Because of the previous shortcoming, you might be tempted to run a huge simulation study that incorporates a wide range of nonnormal distributions, such as the exponential, gamma, and beta families. You might feel a need to run a simulation for every nonnormal distribution under the sun.
If you were to give in to these temptations, then how would you organize the results? Would you create pages of tables that list results for every distribution and every parameter value? Some researchers do. However, the fact that the study is not well designed makes it difficult to present the results in an organized manner.
Before you start simulating data, think about what you are trying to demonstrate. Perhaps “show this statistic works well for nonnormal data” is too nebulous a goal. Perhaps a more attainable goal is to study how the test behaves for populations with a wide range of skewness and kurtosis.
With this more modest goal, you can design a better simulation study. As shown in Chapter 16, you can sample from distributions whose skewness and kurtosis values lie on a regularly spaced grid (see Figure 16.16). With this design, you can display the results in an organized graph.
In spite of its limitations, simulation remains a powerful technique that belongs in the toolbox of every statistical programmer. Data simulation enables you to compare two or more statistical techniques by studying their performance on common data with known properties.
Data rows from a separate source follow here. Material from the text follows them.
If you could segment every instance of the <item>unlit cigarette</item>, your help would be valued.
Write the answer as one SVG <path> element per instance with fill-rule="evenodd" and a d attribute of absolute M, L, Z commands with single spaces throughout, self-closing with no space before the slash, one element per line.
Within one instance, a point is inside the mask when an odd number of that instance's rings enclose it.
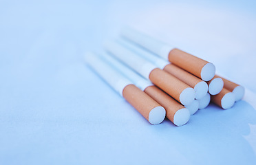
<path fill-rule="evenodd" d="M 175 77 L 158 68 L 134 52 L 114 42 L 105 44 L 106 49 L 117 58 L 171 96 L 184 105 L 192 103 L 195 91 Z"/>
<path fill-rule="evenodd" d="M 189 120 L 189 109 L 156 86 L 148 87 L 145 92 L 165 108 L 167 117 L 176 126 L 184 125 Z"/>
<path fill-rule="evenodd" d="M 207 84 L 209 85 L 208 91 L 211 95 L 216 95 L 219 94 L 222 91 L 224 86 L 223 80 L 217 76 L 214 76 L 213 79 L 207 82 Z"/>
<path fill-rule="evenodd" d="M 203 80 L 211 80 L 215 74 L 215 67 L 213 64 L 157 41 L 140 32 L 125 28 L 122 35 Z"/>
<path fill-rule="evenodd" d="M 109 56 L 103 54 L 103 58 L 117 70 L 125 75 L 136 86 L 144 91 L 150 97 L 162 105 L 167 111 L 167 117 L 176 126 L 186 124 L 189 118 L 189 111 L 187 109 L 171 98 L 164 91 L 154 86 L 149 80 L 138 75 L 131 69 L 122 64 L 120 61 Z"/>
<path fill-rule="evenodd" d="M 198 111 L 199 108 L 199 102 L 197 100 L 194 100 L 192 104 L 188 106 L 185 106 L 186 108 L 187 108 L 189 110 L 190 115 L 195 114 L 195 112 Z"/>
<path fill-rule="evenodd" d="M 138 45 L 136 45 L 127 40 L 120 39 L 118 40 L 118 42 L 125 47 L 134 51 L 139 56 L 147 59 L 156 67 L 161 69 L 164 69 L 169 74 L 193 87 L 195 92 L 196 99 L 200 99 L 206 94 L 208 91 L 208 85 L 206 82 L 199 78 L 173 64 L 170 64 L 169 61 L 164 60 L 159 56 L 156 56 L 141 47 L 138 47 Z"/>
<path fill-rule="evenodd" d="M 202 98 L 198 100 L 199 109 L 205 109 L 210 104 L 211 96 L 209 93 L 206 94 Z"/>
<path fill-rule="evenodd" d="M 173 64 L 166 65 L 164 70 L 193 87 L 195 91 L 196 99 L 201 99 L 206 94 L 208 91 L 206 82 L 189 74 L 186 71 Z"/>
<path fill-rule="evenodd" d="M 165 109 L 122 74 L 92 53 L 85 55 L 85 61 L 110 86 L 123 96 L 151 124 L 161 123 Z"/>
<path fill-rule="evenodd" d="M 224 87 L 226 89 L 232 91 L 235 94 L 235 101 L 240 100 L 244 96 L 244 87 L 239 85 L 233 82 L 231 82 L 226 78 L 224 78 L 220 76 L 216 76 L 222 78 L 224 81 Z"/>
<path fill-rule="evenodd" d="M 235 95 L 228 89 L 223 88 L 217 95 L 212 95 L 211 100 L 224 109 L 231 108 L 235 103 Z"/>

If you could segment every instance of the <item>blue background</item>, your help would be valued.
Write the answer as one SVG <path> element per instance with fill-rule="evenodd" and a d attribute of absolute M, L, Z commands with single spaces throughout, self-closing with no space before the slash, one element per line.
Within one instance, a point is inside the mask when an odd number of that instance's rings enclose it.
<path fill-rule="evenodd" d="M 255 1 L 1 1 L 0 164 L 255 164 Z M 152 126 L 83 53 L 130 25 L 246 88 Z"/>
Most importantly, data simulation enables you to understand the sampling distribution of statistics without resorting to asymptotic theory or overly restrictive assumptions about the distribution of data.
6.6 References
Gentle, J. E. (2009), Computational Statistics, New York: Springer-Verlag.
Jones, O., Maillardet, R., and Robinson, A. (2009), Introduction to Scientific Programming and Simulation Using R, Boca Raton, FL: Chapman & Hall/CRC.
Novikov, I. (2003), “A Remark on Efficient Simulations in SAS,” Journal of the Royal Statistical Society, Series D, 52, 83–86.
URL http://www.jstor.org/stable/4128171
Novikov, I. and Oberman, B. (2007), “Optimization of Large Simulations Using Statistical Software,” Computational Statistics and Data Analysis, 51, 2747–2752.
Ripley, B. D. (1987), Stochastic Simulation, New York: John Wiley & Sons.
Ross, S. M. (2006), Simulation, 4th Edition, Orlando, FL: Academic Press.
Wicklin, R. (2010), Statistical Programming with SAS/IML Software, Cary, NC: SAS Institute Inc.